The third time will almost certainly be a charm for Banana Republic, as the retailer rolls out yet another capsule collection of crisp styles inspired by AMC's hit drama Mad Men.
The collection takes a cue from the mod fashion scene of the late 1960s, following the show's characters as they made their way through that turbulent and iconic era of American history last season. (Mad Men will return for a sixth season with a special two-hour premiere on April 7 at 9 p.m. ET/PT.)
"I think we were already feeling a little bit of that '60s vibe coming through from a trend point of view, between color and pattern, and even the shorter length (of hemlines)," says Simon Kneen, Banana Republic's creative director and executive vice president of design. "It felt easy to translate. For us, it didn't feel unnatural to go that way; it felt very like a very easy, natural fit."
Just as they did with the previous Mad Men-based collections, which launched in 2011 and 2012, Kneen and his design team worked closely with the show's Emmy-winning costume designer, Janie Bryant.
"She always brings such amazing inspiration for us to work from. She'll do her research, she'll bring in some of the pieces from the series, she'll talk about the characters. She'll talk in-depth about why details are so important related to the characters. And all this is amazing inspiration for myself and the design team to work from, so we need Janie. It's not like we can work in a bubble on this," Kneen says.
The collection makes its debut Wednesday in stores and online, and shoppers will be able to choose from more than 50 items of apparel and accessories for men and women that range in price from $29.50 to $375, including include dresses, pants, jackets, fedoras and ties.
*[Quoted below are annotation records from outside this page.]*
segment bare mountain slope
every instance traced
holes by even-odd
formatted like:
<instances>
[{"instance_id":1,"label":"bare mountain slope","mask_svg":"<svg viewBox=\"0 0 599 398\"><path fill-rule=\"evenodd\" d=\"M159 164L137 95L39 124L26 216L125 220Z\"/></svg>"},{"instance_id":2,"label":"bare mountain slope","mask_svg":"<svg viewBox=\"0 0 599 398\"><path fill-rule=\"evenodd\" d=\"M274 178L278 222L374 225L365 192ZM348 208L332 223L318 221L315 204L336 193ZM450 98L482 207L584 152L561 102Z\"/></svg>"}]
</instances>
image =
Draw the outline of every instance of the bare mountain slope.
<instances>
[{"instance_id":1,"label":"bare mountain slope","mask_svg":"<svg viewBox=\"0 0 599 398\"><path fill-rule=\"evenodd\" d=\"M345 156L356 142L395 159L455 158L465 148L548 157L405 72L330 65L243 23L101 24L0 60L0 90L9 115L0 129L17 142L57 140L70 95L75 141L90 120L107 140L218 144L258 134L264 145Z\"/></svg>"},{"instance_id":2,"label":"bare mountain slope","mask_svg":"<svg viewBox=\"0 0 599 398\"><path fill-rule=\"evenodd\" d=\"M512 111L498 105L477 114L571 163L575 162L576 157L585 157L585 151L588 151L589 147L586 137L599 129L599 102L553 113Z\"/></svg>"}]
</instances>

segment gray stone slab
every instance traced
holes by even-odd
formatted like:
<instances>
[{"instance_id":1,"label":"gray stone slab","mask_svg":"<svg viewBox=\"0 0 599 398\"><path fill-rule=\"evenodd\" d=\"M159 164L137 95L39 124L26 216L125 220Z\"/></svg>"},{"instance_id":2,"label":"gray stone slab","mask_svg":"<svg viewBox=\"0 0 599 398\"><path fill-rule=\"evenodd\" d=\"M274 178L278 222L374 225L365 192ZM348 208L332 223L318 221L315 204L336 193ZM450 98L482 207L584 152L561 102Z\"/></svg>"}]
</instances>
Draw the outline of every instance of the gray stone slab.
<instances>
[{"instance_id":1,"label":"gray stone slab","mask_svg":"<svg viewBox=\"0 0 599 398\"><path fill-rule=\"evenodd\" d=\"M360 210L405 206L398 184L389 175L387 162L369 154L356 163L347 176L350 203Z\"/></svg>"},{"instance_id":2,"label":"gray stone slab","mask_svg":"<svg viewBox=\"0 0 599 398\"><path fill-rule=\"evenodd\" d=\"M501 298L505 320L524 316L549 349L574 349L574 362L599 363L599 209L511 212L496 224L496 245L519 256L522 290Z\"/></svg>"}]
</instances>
Kneen adds that with such a successful, synergy-infused working relationship, fans of the show and the store should not discount a fourth collaboration. "Maybe the series will move onto the '70s, and we'll see what that will bring."
Gingham shell and capris
"The whole geo thing, from a prints and pattern, up until that point, everything was very natural and floral, almost pictoral. And, then the whole influence of space travel, modernism, modern design, cubism, Mondrian, all of those modern paintings and artists were very influential in the late '60s in the design. Later, they got into psychedelia with the drugs and etc., and everything got paisley, but before, there was that moment when geos were extremely important from a fashion point of view."
Green printed dress
"That's a knit jersey, and even the fabric here has a little bit of nylon synthetic in there that was of the time. If you remember, it was really important bringing synthetics into the clothes because of the practicalities of it was a big thing during the late '60s," Kneen explains. "It comes with a little felt belt that Janie was passionate about, because she always felt that there was a little bit of cinch on the waist without it being overexaggerated. It just added a little bit of ease and accentuation."
Red printed dress
"Again, that kind of shift idea, which doesn't seem extraordinary now, but of course, you can imagine at the time, these softer shapes, after women wearing such construction from underwear upwards, suddenly being in a relatively loose shift shape was very dramatic and very daring at the time. Not least, of course, she's showing all that leg. So it really is very iconic of the time, the shirtdress."
Chambray sport coat
"A big shift that Janie alluded to in the series is that they guys were suddenly - it wasn't cool to wear a suit. It was actually cooler to wear your sports jacket and look like you stepped off the golf course," Kneen says. "At the time, it was very informal and very anti-establishment. That (jacket) was taken directly from a swatch, if I remember correctly, that Janie provided us with that we had reproduced . Straight from the set."
Black and white clutch
"Black and white is iconic, but at the time, that optic use of color was revolutionary, because everything (before) was very natural and very colorful. Women wore pink or yellow or pale green, and colors weren't glaring," Kneen says. "So to go from that to an antithesis of this geometric black and white in any form was, again, very, very modern, very anti-establishment."